ML is a subdomain of AI that has demonstrated significant progress over the last decade, and remains a hot research topic. It is a branch of knowledge concerned with building algorithms that can learn from data and improve themselves with regards to the tasks they perform. ML allows computers to deduce the algorithm for some task or to extract hidden patterns from data. ML is known by several different names in different research communities: predictive analytics, data mining, statistical learning, pattern recognition, and so on. One can argue that these terms have some subtle differences, but essentially, they all overlap to the extent that you can use the terminology interchangeably.

Abbreviation ML may refer to many things outside of the AI domain; for example, there is a functional programming language of this name.

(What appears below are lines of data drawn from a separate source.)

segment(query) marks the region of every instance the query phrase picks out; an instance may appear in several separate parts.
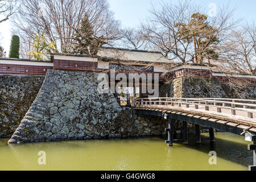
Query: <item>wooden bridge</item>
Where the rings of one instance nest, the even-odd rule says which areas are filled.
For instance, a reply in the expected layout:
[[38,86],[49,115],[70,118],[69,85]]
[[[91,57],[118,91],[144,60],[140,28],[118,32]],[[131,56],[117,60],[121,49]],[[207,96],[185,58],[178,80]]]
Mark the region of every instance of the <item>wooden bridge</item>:
[[[256,100],[212,98],[147,98],[136,100],[136,113],[164,117],[168,120],[168,140],[172,146],[175,119],[183,122],[183,142],[188,143],[187,123],[195,124],[196,142],[201,143],[200,126],[209,128],[209,139],[215,140],[214,129],[243,135],[253,142],[248,149],[254,150],[254,166],[256,170]],[[248,138],[249,137],[249,138]]]

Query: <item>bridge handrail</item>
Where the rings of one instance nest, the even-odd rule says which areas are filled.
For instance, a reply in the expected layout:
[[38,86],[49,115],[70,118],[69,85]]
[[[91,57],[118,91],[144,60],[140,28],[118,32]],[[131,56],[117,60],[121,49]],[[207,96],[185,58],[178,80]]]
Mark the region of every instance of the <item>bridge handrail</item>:
[[[203,98],[168,98],[168,97],[159,97],[159,98],[137,98],[137,101],[139,102],[139,101],[147,100],[149,100],[150,101],[152,101],[152,100],[158,100],[158,99],[164,99],[166,100],[187,100],[188,101],[201,101],[202,102],[208,102],[208,103],[218,103],[218,104],[231,104],[235,105],[240,105],[240,106],[246,106],[249,107],[256,107],[256,104],[247,104],[247,103],[241,103],[241,102],[226,102],[226,101],[216,101],[216,100],[211,100],[208,99],[203,99]],[[243,100],[245,101],[245,100]],[[251,102],[251,100],[248,100],[249,102]],[[164,102],[164,101],[161,101],[161,102]]]
[[236,99],[236,98],[197,98],[199,99],[205,99],[209,100],[224,100],[224,101],[248,101],[256,103],[256,100],[247,99]]
[[[164,100],[162,101],[161,100]],[[178,100],[178,101],[175,101]],[[185,100],[185,101],[183,101]],[[251,102],[251,100],[249,100]],[[203,102],[204,104],[202,104]],[[144,103],[145,104],[143,104]],[[247,116],[249,118],[253,118],[253,113],[256,113],[256,104],[245,104],[241,102],[232,102],[221,101],[214,101],[213,100],[205,100],[203,98],[168,98],[168,97],[158,97],[158,98],[138,98],[136,101],[136,106],[138,105],[148,105],[147,103],[152,105],[163,105],[165,106],[171,104],[172,106],[175,104],[178,104],[179,107],[181,107],[182,105],[185,105],[186,107],[189,108],[189,105],[193,105],[196,109],[199,109],[199,106],[203,106],[205,107],[205,110],[209,110],[209,107],[215,107],[217,109],[218,113],[221,113],[221,109],[229,109],[231,110],[232,114],[236,115],[236,111],[240,110],[246,111],[247,113]],[[159,104],[156,104],[159,103]],[[209,104],[213,103],[214,105]],[[222,104],[222,106],[216,105],[215,104]],[[231,106],[226,106],[226,104],[230,104]],[[224,106],[223,106],[224,105]],[[254,107],[254,109],[241,108],[236,107],[236,106],[242,106]]]

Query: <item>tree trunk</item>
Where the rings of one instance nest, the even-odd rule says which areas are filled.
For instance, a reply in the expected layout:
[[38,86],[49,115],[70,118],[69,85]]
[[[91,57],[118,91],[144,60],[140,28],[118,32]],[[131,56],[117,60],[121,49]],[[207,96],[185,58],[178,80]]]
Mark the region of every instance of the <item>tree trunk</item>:
[[195,59],[196,60],[196,63],[198,63],[197,51],[196,49],[196,38],[195,36],[193,37],[193,39],[194,40]]

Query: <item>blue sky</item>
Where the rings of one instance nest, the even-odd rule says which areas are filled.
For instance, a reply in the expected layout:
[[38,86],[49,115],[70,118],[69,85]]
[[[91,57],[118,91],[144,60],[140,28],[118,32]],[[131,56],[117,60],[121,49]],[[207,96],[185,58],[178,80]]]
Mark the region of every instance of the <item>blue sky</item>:
[[[184,0],[185,1],[185,0]],[[114,12],[115,17],[119,20],[123,26],[136,27],[139,25],[149,14],[148,10],[152,3],[157,7],[161,1],[159,0],[108,0],[110,9]],[[164,2],[177,0],[163,0]],[[209,5],[216,3],[217,6],[228,5],[229,2],[230,8],[237,7],[234,15],[238,18],[243,18],[248,20],[256,20],[256,1],[255,0],[194,0],[196,4],[200,5],[205,9],[205,12],[209,10]],[[0,43],[9,52],[12,29],[9,21],[0,24]]]

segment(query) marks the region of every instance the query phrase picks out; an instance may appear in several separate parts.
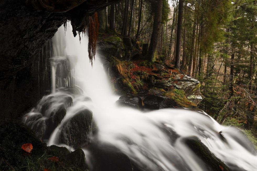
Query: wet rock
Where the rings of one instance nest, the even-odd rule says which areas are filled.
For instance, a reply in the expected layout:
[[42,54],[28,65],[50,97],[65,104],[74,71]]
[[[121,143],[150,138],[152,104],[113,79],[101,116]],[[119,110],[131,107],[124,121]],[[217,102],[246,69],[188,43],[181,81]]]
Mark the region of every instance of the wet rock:
[[100,143],[90,144],[87,148],[91,153],[89,169],[94,171],[143,171],[128,157],[112,145]]
[[157,69],[163,69],[164,68],[164,66],[162,65],[161,65],[160,64],[155,64],[155,67],[156,67],[156,68],[157,68]]
[[[116,45],[115,43],[118,44]],[[121,42],[98,41],[97,45],[97,53],[101,55],[110,54],[120,59],[122,59],[124,56]]]
[[85,153],[81,148],[78,148],[67,155],[66,158],[68,162],[73,166],[84,169],[85,167]]
[[144,107],[144,103],[141,98],[140,97],[133,95],[121,96],[116,102],[121,106],[129,106],[137,109],[142,110]]
[[144,100],[143,102],[146,108],[149,109],[173,108],[178,106],[173,99],[156,95],[148,96]]
[[210,171],[230,170],[227,166],[212,153],[207,147],[196,139],[186,139],[185,142],[194,153],[202,160],[204,164],[202,168],[204,167],[206,169],[206,170]]
[[52,112],[50,118],[46,120],[46,129],[43,139],[48,139],[54,130],[61,123],[61,122],[66,114],[66,109],[64,105],[60,108],[55,113]]
[[123,39],[124,44],[129,49],[131,49],[132,47],[132,44],[131,43],[131,39],[130,37],[124,37]]
[[42,140],[47,128],[46,119],[41,113],[35,113],[25,116],[23,122],[35,132],[37,137]]
[[55,145],[52,145],[49,147],[50,149],[58,154],[60,154],[61,155],[66,156],[70,153],[69,151],[67,148],[63,147],[59,147]]
[[64,123],[61,131],[60,143],[76,148],[87,143],[88,136],[91,133],[93,114],[84,109]]

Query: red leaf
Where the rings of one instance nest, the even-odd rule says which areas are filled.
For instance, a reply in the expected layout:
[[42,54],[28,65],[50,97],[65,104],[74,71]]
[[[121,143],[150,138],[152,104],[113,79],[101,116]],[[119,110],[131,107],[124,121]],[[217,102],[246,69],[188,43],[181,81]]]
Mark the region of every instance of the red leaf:
[[22,146],[22,148],[26,152],[30,153],[33,149],[33,146],[31,143],[27,143]]
[[49,157],[47,159],[50,160],[51,160],[55,162],[57,162],[59,161],[59,158],[58,158],[58,157],[56,157],[55,156],[53,156],[52,157]]
[[50,169],[44,169],[44,171],[52,171],[52,170]]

Nevertheless, the abbreviation is widely used in the names of libraries and conferences as referring to ML . Throughout this book, we also use it in this way.

ML is already everywhere around us. Search engines, targeted ads, face and voice recognition, recommender systems, spam filtration, self-driven cars, fraud detection in bank systems, credit scoring, automated video captioning, and machine translation—all these things are impossible to imagine without ML these days.

Over recent years, ML has owed its success to several factors:

The abundance of data in different forms (big data)
Accessible computational power and specialized hardware (clouds and GPUs)
The rise of open source and open access
Algorithmic advances

Any ML system includes three essential components: data, model, and task. The data is something you provide as an input to your model. A model is a type of mathematical function or computer program that performs the task. For instance, your emails are data, the spam filter is a model, and telling spam apart from non-spam is a task. The learning in ML stands for a process of adjusting your model to the data so that the model becomes better at its task. The obvious consequences of this setup is expressed in the piece of wisdom well-known among statisticians, "Your model is only as good as your data".

Applications of ML

There are many domains where ML is an indispensable ingredient, some of them are robotics, bioinformatics, and recommender systems. While nothing prevents you from writing bioinformatic software in Swift for macOS or Linux, we will restrict our practical examples in this book to more mobile-friendly domains. The apparent reason for this is that currently, iOS remains the primary target platform for most of the programmers who use Swift on a day-to-day basis.

For the sake of convenience, we'll roughly divide all ML applications of interest for mobile developers into three plus one areas, according to the datatypes they deal with most commonly:

Digital signal processing (sensor data, audio)
Computer vision (images, video)
Natural language processing (texts, speech)
Other applications and datatypes

Digital signal processing (DSP)

This category includes tasks where input data types are signals, time series, and audio. The sources of the data are sensors, HealthKit, microphone, wearable devices (for example, Apple Watch, or brain-computer interfaces), and IoT devices. Examples of ML problems here include:

Motion sensor data classification for activity recognition
Speech recognition and synthesis
Music recognition and synthesis
Biological signals (ECG, EEG, and hand tremor) analysis

We will build a motion recognition app in Chapter 3, K-Nearest Neighbors Classifier.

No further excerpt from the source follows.